04-01 Hadoop MapReduce Required
MapReduce is a programming model and an associated implementation for processing and generating big data sets with a parallel, distributed algorithm on a cluster.
Motivation
The Challenge:
- Processing large amounts of raw data (TB to PB).
- Conceptually straightforward computations (e.g., counting, sorting).
- Must finish in a reasonable time.
The Constraints:
- Processor Speed: Moore’s Law is slowing down (frequency stagnation).
- Parrelism: Limits to local parallelism (heat, complexity).
- Distributed Computing: The only way to scale is horizontal scaling (adding more commodity machines).
The Solution: Restrict the programming model to simple operations that can be automatically parallelized.
What is MapReduce?
Proposed by Google in 2004, MapReduce hides the messy details of distributed systems:
- Parallelization
- Fault-tolerance
- Data distribution
- Load balancing
The Model
A MapReduce job usually splits the input data-set into independent chunks which are processed by the map tasks in a completely parallel manner. The framework sorts the outputs of the maps, which are then input to the reduce tasks.
Key Functions:
- Map:
(key_1, value_1) -> list(key_2, value_2)- takes an input pair and produces a set of intermediate key/value pairs.
- Reduce:
(key_2, list(value_2)) -> list(key_3, value_3)- takes an intermediate key and a set of values for that key and merges them to form a smaller set of values.
Example: Word Count
Problem: Count the occurrences of each word in a large document collection.
Input
"Apple Banana Apple Cherry Banana Apple"
Map Phase
The mapper processes the input and emits a key-value pair for each word:
("Apple", 1)("Banana", 1)("Apple", 1)("Cherry", 1)("Banana", 1)("Apple", 1)
Shuffle and Sort Phase
The framework groups values by key:
"Apple"->[1, 1, 1]"Banana"->[1, 1]"Cherry"->[1]
Reduce Phase
The reducer sums the values for each key:
"Apple"->3"Banana"->2"Cherry"->1
Python Pseudocode
# Mapper
def map(key, value):
# key: document name
# value: document contents
for word in value.split():
emitIntermediate(word, 1)
# Reducer
def reduce(key, values):
# key: word
# values: list of counts
result = 0
for v in values:
result += v
emit(key, result)
Advanced Concepts
Combiner
- Goal: Reduce network traffic.
- Function: Runs on the map node (mini-reducer). Aggregates data locally before sending to the reducer.
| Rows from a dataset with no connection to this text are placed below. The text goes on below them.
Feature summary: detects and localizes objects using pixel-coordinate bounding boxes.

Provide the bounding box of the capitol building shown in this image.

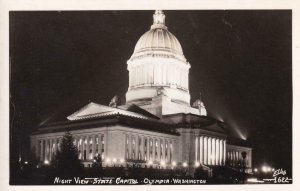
[30,10,252,171]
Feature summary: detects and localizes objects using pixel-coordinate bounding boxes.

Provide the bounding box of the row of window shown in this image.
[125,135,173,162]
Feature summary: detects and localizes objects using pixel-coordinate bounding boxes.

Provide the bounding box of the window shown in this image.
[125,135,129,159]
[165,140,169,161]
[155,140,158,160]
[138,137,142,160]
[170,143,173,161]
[131,136,135,159]
[149,139,153,160]
[144,138,147,161]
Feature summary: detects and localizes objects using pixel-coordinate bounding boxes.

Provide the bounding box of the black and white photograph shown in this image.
[4,0,297,189]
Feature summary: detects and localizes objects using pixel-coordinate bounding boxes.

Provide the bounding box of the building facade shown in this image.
[31,11,252,173]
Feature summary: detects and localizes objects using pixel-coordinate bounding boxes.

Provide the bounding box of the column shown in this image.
[80,136,84,160]
[135,135,139,159]
[219,140,223,166]
[211,138,216,165]
[203,137,208,165]
[162,139,167,163]
[216,139,220,165]
[92,135,96,158]
[141,136,145,160]
[152,138,156,162]
[195,137,198,162]
[86,135,93,159]
[102,132,108,158]
[222,140,226,165]
[45,139,49,160]
[97,134,102,159]
[49,139,53,161]
[40,140,44,162]
[207,137,211,165]
[199,136,204,164]
[157,139,161,162]
[147,137,150,161]
[167,140,172,164]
- Example: In Word Count, a mapper might emit
("Apple", 1)three times. A combiner sums them to("Apple", 3)before sending over the network.
Data Locality
MapReduce tries to run the map task on the node where the data resides (HDFS block).
- “Moving computation is cheaper than moving data.”
Fault Tolerance
- Worker Failure: If a worker node fails, the master re-schedules the task on another worker. Re-execution is possible because Map and Reduce functions are assumed to be deterministic.
- Master Failure: Rare. Traditionally a single point of failure (in MRv1), but addressed in YARN (MRv2) with High Availability.
Summary
MapReduce provides a simple yet powerful model for large-scale data processing. By forcing the computation into Map and Reduce phases, the framework can handle the complexities of distributed execution, allowing developers to focus on the logic.